We can't apply it to stationary points for which first derivative doesn't exist (because in this case second derivative also doesn't exist).
It is inconclusive when second derivative equals 0.

Example. Find extrema of the function $$${y}={{x}}^{{4}}-{4}{{x}}^{{3}}$$$.

We first find first two derivatives.

$$${f{'}}{\left({x}\right)}={4}{{x}}^{{3}}-{12}{{x}}^{{2}}={4}{{x}}^{{2}}{\left({x}-{3}\right)}$$$.

So, critical numbers (points where $$${f{'}}{\left({x}\right)}={0}$$$) are $$${x}={0},{x}={3}$$$.

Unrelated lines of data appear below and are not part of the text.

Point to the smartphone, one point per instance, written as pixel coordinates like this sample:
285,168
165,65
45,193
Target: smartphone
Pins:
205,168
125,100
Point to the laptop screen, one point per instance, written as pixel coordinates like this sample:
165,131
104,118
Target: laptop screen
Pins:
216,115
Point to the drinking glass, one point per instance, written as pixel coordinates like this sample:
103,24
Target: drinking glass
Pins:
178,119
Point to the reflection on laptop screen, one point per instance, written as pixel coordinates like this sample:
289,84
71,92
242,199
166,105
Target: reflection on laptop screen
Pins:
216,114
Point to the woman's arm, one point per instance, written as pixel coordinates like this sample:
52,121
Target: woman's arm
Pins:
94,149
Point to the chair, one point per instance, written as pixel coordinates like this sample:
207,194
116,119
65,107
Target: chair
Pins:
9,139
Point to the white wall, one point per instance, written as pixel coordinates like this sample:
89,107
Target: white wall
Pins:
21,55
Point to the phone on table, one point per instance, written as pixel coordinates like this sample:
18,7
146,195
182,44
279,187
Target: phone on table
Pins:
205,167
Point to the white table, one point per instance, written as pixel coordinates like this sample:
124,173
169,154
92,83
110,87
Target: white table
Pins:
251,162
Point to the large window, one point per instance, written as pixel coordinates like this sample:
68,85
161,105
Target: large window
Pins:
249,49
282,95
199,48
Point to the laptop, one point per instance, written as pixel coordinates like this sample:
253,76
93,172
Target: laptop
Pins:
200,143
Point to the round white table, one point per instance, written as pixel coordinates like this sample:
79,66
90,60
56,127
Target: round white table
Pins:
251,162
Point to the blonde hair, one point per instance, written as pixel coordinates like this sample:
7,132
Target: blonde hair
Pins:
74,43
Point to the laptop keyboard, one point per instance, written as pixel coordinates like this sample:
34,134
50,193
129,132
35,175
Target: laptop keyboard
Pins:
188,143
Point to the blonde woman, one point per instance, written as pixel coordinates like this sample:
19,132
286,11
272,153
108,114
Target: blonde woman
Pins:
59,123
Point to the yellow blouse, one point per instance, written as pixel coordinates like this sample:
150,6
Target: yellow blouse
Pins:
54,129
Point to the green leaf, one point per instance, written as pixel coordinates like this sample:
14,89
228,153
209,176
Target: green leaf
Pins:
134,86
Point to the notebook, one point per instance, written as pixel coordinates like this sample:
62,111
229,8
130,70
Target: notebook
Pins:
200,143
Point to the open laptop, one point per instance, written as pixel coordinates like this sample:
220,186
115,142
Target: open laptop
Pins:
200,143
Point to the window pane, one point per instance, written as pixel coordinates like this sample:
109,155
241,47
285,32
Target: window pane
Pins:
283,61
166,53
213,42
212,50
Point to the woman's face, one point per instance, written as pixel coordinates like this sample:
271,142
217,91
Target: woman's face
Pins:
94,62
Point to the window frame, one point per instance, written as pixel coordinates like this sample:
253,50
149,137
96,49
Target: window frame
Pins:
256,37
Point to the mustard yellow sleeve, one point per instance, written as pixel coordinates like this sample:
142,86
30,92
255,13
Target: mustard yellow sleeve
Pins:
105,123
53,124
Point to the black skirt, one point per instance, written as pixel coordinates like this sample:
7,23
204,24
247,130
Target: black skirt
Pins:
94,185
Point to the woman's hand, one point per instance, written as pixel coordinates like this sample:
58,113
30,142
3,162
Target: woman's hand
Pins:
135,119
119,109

$$${f{''}}{\left({x}\right)}={\left({f{'}}{\left({x}\right)}\right)}'={\left({4}{{x}}^{{3}}-{12}{{x}}^{{2}}\right)}'={12}{{x}}^{{2}}-{24}{x}={12}{x}{\left({x}-{2}\right)}$$$.

Since $$${f{''}}{\left({3}\right)}={12}\cdot{3}\cdot{\left({3}-{2}\right)}={36}>{0}$$$ then according to second derivative test $$${x}={3}$$$ is minimum.

Since $$${f{''}}{\left({0}\right)}={12}\cdot{0}{\left({0}-{2}\right)}={0}$$$ then we can't say anything about $$${x}={0}$$$ using second derivative test. Using first derivative test we conclude that $$${x}={0}$$$ is neither minimum nor maximum.